Democrats’ Early-Vote Margins Have Collapsed
Kochel noted that instead of an 18-point margin, Democrats maintain only a five-point margin going into Election Day. In 2004, when George W. Bush won Iowa, Democrats had a six-point lead going into Election Day, which means Obama is doing worse in early voting than John Kerry, who lost the state.
Traditionally, Democrats outperform Republicans in early voting in Iowa, and Republicans outperform Democrats on Election Day.
Kochel also noted:
And the key statistic our voting models point to is that the GOP has, as of today, 87,481 more high-propensity voters available to vote on Election Day because many more of our most committed voters have made the choice to vote on November 6. Tens of thousands more mid-propensity voters are also available, which will grow our Election Day margins even further.

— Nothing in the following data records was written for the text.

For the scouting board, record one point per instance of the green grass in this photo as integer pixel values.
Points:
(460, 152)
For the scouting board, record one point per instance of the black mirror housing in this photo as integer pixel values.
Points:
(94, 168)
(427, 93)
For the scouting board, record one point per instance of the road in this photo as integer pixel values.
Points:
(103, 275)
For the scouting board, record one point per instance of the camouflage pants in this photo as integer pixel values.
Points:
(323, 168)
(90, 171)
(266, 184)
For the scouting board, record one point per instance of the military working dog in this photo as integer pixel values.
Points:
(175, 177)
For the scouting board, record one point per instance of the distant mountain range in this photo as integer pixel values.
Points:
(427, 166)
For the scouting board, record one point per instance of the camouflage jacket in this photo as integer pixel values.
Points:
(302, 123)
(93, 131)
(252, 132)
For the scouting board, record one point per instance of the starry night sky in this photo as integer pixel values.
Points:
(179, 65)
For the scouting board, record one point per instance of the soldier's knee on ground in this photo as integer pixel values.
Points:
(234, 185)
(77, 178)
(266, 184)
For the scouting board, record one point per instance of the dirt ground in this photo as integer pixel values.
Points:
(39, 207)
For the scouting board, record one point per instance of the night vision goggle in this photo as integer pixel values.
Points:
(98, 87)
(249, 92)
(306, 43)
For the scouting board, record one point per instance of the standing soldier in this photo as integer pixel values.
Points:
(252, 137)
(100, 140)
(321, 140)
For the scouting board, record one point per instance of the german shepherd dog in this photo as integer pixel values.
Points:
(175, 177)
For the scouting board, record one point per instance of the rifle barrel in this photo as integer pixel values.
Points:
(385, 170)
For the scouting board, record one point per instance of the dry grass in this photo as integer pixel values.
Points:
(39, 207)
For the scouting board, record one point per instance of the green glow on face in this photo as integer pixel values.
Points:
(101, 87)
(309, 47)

Independents Have Turned Against Obama
Obama is losing independents in Iowa by roughly six points, and, as Kochel notes, “more than 50,000 more independents have requested absentee ballots or have voted early as compared to this time four years ago.”
“With tens of thousands of independents voting in the days and weeks following Governor Romney’s stellar performance in the debates, these votes are already in the bank for our ticket,” he affirmed.
GOP Intensity Results in Record Ground Game
Kochel also noted that in “Iowa and nationwide, polls show GOP intensity between 8 and 10 points higher than Democratic intensity.”
“We’re seeing that in the swelling number of volunteers packing our Victory offices statewide,” Kochel wrote. “When contrasted with the empty Obama offices around Iowa, it’s clear the energy and momentum is ours.”
This is why the Obama campaign has not released its numbers from Iowa.
Iowa Wave is Evident on the Pages of Iowa Newspapers
Kochel recalled that it has “been generations since all four of Iowa’s largest newspapers endorsed the same candidate,” and “it’s been 40 years since our largest paper, the Des Moines Register, endorsed a Republican.”
“Mitt Romney is going to win Iowa on Tuesday, and the state that launched Barack Obama’s historic run for the White House will politely ask to have its vote back,” Kochel concluded.